C’est comme dans la peinture, on a vécu la naissance de l’art abstrait suite à l’invention de la photographie, c’est dans le sens où on a plus besoin de refigurer à la main un paysage ou un portrait lorsque l’appareil, à l’aide de la lumière, pourra faire l’affaire.
Pour finir, j’ajouterai à mon sens que tout est pratiquement fait déjà. Comme lorsqu’on dispose de tous les ingrédients des cuisines du monde, mais que la fusion et les possibilités restent infinies.
Peut-on considérer la rencontre avec Daly Gana comme un nouveau détournant dans votre carrière de musicien ?
C’est une expérience très enrichissante, notre rencontre est née d’un mélange de nos deux univers respectifs, le Rock acoustique et le Celtique, une alchimie musicale particulièrement inédite.
Depuis notre rencontre, il y a beaucoup de complicité sur le plan musical. On partage des goûts musicaux proches, si ce n’est semblables. On s’accomplit amicalement et professionnellement, c’est pour ça que nous nous sommes rassemblés.
Ceci dit, nos aspirations, quant à nous, prennent place dans un contexte de contribution à la scène musicale contemporaine et, pourquoi pas, remaniement et (re)création d’une musique ethnique dans un cadre contemporain et alternatif.
Comment vous êtes-vous rencontrés ?
C’était lors d’un Jam session organisé dans une suite d'événements culturels sur la ville de Tunis...On a su se trouver sur des penchants similaires avec des talents tout aussi assoiffés et des oreilles cultivées.
Pourquoi vous êtes-vous installé à Beyrouth ?
Beyrouth c’est la night life, un concept propre à la capitale, dont beaucoup de clubs et des salles de spectacles jouissent...
On a eu la chance de pouvoir participer à des événements culturels, puis à des concerts. ‘La chance’, parce que Beyrouth est désormais une scène musicale internationale.
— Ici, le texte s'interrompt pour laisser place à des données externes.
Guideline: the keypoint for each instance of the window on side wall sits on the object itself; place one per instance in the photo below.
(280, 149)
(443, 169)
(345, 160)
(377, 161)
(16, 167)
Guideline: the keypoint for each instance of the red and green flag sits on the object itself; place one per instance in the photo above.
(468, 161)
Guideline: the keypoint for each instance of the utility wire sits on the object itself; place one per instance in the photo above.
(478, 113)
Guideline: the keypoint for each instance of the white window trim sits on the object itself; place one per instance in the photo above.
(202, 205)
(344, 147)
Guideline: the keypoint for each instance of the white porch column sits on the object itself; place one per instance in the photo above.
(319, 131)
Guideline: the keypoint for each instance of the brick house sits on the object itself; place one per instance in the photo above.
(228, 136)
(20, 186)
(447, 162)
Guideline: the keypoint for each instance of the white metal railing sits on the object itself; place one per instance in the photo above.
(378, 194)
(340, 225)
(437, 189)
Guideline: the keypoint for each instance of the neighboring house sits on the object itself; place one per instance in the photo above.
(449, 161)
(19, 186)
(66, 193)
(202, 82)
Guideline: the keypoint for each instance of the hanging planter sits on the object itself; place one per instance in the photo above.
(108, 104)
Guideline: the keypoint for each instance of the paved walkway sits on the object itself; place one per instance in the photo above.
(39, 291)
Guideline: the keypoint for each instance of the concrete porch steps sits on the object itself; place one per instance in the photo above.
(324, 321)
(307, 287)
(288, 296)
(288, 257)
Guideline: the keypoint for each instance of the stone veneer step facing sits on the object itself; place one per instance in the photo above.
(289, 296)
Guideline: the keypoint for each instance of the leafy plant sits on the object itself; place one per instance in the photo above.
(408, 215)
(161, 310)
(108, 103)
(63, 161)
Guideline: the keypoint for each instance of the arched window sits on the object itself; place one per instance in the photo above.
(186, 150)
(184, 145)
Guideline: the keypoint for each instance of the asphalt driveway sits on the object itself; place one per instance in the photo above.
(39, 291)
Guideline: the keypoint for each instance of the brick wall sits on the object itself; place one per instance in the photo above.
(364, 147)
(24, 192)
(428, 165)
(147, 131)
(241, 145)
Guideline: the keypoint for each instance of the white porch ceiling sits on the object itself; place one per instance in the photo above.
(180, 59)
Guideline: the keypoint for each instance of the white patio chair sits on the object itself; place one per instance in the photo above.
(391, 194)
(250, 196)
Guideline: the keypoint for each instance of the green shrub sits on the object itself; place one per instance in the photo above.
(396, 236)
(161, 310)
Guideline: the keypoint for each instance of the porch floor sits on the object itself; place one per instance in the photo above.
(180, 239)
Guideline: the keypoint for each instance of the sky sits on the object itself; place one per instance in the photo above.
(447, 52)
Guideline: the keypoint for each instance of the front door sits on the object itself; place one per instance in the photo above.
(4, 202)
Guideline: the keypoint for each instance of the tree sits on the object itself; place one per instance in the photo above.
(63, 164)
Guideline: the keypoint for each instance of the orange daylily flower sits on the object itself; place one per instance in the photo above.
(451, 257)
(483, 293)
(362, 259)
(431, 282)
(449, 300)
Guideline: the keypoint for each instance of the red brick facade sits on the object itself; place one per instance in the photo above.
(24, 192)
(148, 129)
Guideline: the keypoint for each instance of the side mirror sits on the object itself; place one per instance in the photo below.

Ce qui nous a permis de rôder notre live et d’avancer dans notre musique en présentant nos réalisations à un public nombreux et exigeant. On y ajoute l’exposition, le passage dans un intervalle fluide d’une scène à l’autre, l’éclatement médiatique mais essentiellement le croisement et le partage avec des musiciens du monde entier. On peut dire que c’est l’endroit idéal pour un musicien en développement.
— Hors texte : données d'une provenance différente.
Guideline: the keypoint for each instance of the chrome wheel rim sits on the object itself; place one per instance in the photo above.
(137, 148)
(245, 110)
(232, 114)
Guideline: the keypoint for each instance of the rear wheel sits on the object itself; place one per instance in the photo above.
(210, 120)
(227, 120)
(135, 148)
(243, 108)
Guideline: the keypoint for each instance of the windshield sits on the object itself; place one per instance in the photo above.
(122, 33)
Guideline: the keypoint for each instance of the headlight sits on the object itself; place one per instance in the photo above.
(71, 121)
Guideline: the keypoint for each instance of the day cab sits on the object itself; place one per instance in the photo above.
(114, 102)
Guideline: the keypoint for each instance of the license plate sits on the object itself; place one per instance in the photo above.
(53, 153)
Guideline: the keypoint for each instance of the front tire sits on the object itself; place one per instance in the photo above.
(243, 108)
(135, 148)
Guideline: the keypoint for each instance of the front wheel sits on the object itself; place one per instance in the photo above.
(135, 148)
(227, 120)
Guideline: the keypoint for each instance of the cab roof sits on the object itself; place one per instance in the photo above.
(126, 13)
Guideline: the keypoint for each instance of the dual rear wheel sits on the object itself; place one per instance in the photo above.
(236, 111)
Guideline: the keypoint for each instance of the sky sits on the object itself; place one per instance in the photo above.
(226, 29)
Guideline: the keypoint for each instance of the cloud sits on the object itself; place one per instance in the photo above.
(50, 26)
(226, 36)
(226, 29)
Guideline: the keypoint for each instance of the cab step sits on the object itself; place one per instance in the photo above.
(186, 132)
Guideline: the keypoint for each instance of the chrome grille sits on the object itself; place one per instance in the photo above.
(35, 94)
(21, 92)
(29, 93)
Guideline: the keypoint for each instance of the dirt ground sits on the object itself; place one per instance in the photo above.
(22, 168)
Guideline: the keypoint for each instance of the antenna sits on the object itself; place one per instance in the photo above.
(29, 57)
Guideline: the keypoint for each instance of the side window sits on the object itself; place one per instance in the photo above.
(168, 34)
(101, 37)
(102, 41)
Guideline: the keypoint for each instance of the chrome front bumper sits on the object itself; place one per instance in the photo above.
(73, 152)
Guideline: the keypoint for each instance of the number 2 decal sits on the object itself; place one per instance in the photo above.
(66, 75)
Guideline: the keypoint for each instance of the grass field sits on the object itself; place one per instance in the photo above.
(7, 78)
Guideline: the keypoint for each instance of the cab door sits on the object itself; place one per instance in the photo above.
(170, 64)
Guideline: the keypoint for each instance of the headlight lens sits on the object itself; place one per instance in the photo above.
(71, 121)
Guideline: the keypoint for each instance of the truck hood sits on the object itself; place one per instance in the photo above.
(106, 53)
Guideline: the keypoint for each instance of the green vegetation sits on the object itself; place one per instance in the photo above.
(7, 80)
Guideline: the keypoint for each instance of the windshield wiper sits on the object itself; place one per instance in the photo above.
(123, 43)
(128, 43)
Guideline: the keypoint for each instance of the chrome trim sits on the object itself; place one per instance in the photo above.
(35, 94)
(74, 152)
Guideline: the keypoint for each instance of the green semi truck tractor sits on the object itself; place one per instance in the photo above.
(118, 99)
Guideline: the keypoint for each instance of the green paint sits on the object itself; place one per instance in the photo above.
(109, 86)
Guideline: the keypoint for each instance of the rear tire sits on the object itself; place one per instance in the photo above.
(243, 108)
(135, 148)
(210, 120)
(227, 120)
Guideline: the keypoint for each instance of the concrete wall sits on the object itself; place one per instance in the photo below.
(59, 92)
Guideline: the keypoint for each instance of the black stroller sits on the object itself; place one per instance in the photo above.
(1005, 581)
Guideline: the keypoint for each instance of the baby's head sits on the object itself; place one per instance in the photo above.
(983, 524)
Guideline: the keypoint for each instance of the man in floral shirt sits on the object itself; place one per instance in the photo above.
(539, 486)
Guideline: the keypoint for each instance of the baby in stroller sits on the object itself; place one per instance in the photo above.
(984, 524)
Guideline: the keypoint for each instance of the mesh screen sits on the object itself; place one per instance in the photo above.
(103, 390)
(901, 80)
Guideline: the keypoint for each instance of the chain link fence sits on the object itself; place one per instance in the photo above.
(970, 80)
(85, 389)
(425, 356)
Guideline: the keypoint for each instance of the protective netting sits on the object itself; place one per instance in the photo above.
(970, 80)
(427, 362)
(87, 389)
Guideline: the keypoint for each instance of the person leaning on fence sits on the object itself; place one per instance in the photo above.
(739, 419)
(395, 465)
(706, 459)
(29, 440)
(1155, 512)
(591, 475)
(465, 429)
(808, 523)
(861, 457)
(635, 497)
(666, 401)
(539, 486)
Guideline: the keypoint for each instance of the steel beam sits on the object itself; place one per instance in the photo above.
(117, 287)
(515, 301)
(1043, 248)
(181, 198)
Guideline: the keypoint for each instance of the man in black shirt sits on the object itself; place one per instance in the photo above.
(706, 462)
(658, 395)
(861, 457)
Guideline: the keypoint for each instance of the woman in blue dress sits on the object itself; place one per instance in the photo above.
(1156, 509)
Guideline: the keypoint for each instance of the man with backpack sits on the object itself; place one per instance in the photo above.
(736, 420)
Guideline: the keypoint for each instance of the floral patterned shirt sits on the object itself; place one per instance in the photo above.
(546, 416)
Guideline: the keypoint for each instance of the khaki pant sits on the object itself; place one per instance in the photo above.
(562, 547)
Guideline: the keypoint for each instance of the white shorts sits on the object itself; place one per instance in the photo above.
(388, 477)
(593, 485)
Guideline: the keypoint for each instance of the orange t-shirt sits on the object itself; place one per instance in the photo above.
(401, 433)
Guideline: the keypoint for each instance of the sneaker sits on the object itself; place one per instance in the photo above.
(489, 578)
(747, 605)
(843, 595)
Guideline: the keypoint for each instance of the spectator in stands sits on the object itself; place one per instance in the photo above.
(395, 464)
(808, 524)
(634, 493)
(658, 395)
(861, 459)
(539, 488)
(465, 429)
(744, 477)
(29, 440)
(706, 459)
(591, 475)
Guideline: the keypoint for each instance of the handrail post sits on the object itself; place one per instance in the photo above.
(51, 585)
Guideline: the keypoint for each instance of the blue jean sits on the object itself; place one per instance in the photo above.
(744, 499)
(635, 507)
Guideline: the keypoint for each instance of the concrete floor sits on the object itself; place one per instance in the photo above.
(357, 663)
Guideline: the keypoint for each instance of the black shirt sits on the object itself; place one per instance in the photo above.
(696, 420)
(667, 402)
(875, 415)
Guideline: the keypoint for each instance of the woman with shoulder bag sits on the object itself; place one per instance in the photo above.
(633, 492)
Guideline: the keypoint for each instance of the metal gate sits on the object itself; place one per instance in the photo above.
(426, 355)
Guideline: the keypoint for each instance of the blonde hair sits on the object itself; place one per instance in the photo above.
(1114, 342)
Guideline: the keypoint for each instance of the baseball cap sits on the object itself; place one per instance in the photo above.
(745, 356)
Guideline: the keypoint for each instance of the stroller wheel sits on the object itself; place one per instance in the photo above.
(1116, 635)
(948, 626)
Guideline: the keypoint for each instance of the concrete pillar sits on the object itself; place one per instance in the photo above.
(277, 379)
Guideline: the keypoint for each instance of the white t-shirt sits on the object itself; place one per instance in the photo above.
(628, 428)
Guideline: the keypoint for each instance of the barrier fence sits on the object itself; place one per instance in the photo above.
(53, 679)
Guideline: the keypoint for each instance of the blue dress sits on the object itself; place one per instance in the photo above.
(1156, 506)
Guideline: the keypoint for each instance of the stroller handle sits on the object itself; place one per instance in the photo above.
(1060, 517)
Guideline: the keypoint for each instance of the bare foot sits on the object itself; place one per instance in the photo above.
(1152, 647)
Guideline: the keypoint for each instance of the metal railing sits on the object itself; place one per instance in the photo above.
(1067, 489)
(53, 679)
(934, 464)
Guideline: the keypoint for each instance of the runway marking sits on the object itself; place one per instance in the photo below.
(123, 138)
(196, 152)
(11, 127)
Ajoutons à ceci l’existence des studios d’enregistrement, les conservatoires et les espaces de travail.
Que pensez-vous de la condition des musiciens en Tunisie ?
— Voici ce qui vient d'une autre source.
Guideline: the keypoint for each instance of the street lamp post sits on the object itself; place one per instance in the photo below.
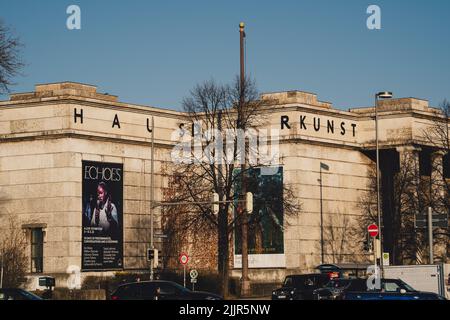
(245, 280)
(152, 194)
(326, 168)
(379, 95)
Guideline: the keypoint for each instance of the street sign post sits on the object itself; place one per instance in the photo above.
(386, 258)
(373, 230)
(194, 275)
(184, 259)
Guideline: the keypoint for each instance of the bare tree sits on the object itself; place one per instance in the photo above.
(438, 136)
(10, 62)
(342, 239)
(218, 108)
(13, 257)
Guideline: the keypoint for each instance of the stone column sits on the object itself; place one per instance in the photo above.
(409, 174)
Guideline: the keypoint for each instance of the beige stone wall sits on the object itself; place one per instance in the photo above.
(42, 146)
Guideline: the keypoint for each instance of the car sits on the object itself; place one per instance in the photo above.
(391, 289)
(300, 287)
(335, 288)
(17, 294)
(159, 290)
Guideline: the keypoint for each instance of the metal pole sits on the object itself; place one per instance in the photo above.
(430, 233)
(152, 195)
(184, 275)
(321, 218)
(378, 185)
(245, 281)
(1, 272)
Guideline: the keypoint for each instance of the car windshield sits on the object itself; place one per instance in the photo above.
(299, 281)
(181, 288)
(396, 285)
(29, 295)
(338, 284)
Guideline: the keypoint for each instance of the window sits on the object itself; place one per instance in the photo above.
(37, 250)
(391, 287)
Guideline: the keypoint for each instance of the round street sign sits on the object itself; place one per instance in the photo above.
(184, 258)
(193, 274)
(373, 230)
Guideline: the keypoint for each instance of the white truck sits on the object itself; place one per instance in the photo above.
(429, 278)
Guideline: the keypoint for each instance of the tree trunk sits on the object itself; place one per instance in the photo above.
(223, 252)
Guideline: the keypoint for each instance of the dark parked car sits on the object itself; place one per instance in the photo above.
(17, 294)
(356, 289)
(300, 287)
(336, 288)
(159, 290)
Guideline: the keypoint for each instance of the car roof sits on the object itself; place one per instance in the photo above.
(147, 282)
(307, 275)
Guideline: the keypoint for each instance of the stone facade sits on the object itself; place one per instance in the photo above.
(45, 135)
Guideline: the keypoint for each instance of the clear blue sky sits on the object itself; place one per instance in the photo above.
(154, 52)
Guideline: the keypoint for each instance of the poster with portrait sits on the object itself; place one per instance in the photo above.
(102, 212)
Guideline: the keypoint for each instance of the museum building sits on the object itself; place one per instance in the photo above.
(75, 175)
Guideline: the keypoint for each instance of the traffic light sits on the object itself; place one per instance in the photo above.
(155, 258)
(249, 202)
(150, 254)
(368, 244)
(215, 203)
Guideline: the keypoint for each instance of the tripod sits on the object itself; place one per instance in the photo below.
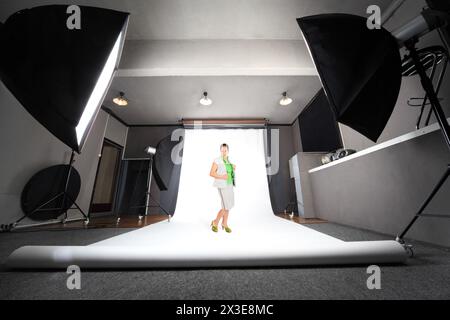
(445, 129)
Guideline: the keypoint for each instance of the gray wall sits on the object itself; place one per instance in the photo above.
(281, 186)
(382, 191)
(27, 147)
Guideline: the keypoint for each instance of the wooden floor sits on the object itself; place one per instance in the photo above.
(134, 222)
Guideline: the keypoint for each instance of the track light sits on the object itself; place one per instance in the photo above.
(121, 100)
(205, 101)
(285, 100)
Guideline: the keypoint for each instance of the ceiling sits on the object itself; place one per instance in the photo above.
(164, 100)
(165, 97)
(210, 19)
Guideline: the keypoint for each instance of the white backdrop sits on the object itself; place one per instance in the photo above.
(198, 200)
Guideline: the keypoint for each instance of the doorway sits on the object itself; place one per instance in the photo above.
(105, 187)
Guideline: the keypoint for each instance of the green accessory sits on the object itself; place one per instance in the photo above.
(230, 171)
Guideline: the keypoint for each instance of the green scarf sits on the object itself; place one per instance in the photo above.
(230, 171)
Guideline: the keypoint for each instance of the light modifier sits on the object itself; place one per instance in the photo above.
(61, 75)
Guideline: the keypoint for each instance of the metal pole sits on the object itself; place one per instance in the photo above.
(149, 182)
(445, 128)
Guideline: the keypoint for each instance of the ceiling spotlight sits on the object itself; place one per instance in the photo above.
(150, 150)
(285, 100)
(121, 100)
(205, 101)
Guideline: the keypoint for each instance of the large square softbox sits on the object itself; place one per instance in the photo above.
(61, 74)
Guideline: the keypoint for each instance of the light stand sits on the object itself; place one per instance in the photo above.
(148, 196)
(43, 207)
(443, 124)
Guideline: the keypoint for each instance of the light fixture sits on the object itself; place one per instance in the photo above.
(150, 150)
(205, 101)
(74, 68)
(121, 100)
(285, 100)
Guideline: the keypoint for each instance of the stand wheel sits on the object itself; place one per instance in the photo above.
(409, 251)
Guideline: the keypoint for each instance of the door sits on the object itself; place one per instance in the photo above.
(106, 179)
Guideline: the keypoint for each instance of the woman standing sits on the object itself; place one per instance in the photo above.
(223, 172)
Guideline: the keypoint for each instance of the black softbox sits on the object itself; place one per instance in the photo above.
(163, 164)
(360, 69)
(61, 75)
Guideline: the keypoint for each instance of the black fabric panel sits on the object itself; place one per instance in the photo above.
(52, 70)
(360, 69)
(318, 127)
(442, 6)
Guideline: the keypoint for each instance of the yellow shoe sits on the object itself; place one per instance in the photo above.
(227, 229)
(213, 227)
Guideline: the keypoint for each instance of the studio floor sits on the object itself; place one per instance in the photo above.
(425, 276)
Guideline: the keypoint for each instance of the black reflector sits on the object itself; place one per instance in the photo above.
(162, 162)
(61, 75)
(360, 69)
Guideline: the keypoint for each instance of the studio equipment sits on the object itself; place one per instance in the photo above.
(361, 70)
(60, 75)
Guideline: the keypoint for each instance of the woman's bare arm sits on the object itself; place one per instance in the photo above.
(213, 172)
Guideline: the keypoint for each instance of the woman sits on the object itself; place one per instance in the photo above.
(223, 172)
Je crois qu’on Tunisie, règne un monopole de création artistique, donc musical. Y manquent une collaboration, un travail en équipe, une considération collective du corps musical. Et comme dans tous les arts, si ce n’est pas dans la quasi-totalité des domaines, les conditions du marché conditionnent la qualité du produit artistique.
Je reproche néanmoins, le détournement des institutions face aux produits musicaux locaux, donc ethniques. On ressent souvent une négligence qui pourrait prendre fin juste à la présentation d’un acte de bénédiction étranger. Ceci dit une non confiance en ce que notre jeunesse pourrait produire en s’engageant.
Je regrette que divers talents tunisiens puissent passer inaperçus. Leur facture, faussement compliquée à l’économie des scènes qu’ils remontent. Ce qui développe un courant de migration considérable ces dernières années.
Ça n’empêche que ça demeure un terrain plutôt vierge, véritablement fertile, qu’il ne faut pas s’en détourner.
Quel sont vos projets ? Y aura-il des concerts en Tunisie prochainement ?
Je travaille pour le moment sur un projet de fusion musicale, du genre intercontinental, avec des musiciens d’origines diverses venant de cultures multiples du monde. Je peux aller jusqu’à dire le projet d’une grande fresque, comme un mariage entre le nord et le sud, qui ne laisse sûrement pas intact, mais qui intrigue.
Actuellement, je n’ai pas de programme pour des concerts en Tunisie. Une chose est sûre en tout cas, Je suis toujours ouvert à toute possibilité de faire de la musique en Tunisie, ça demeure pour moi comme déverrouiller une porte qui est la mienne.
Nous sommes également en train de donner naissance à nouveau album, dont nous avons achevé l’enregistrement de deux titres, et qui sortira bientôt sur les plateformes digitales.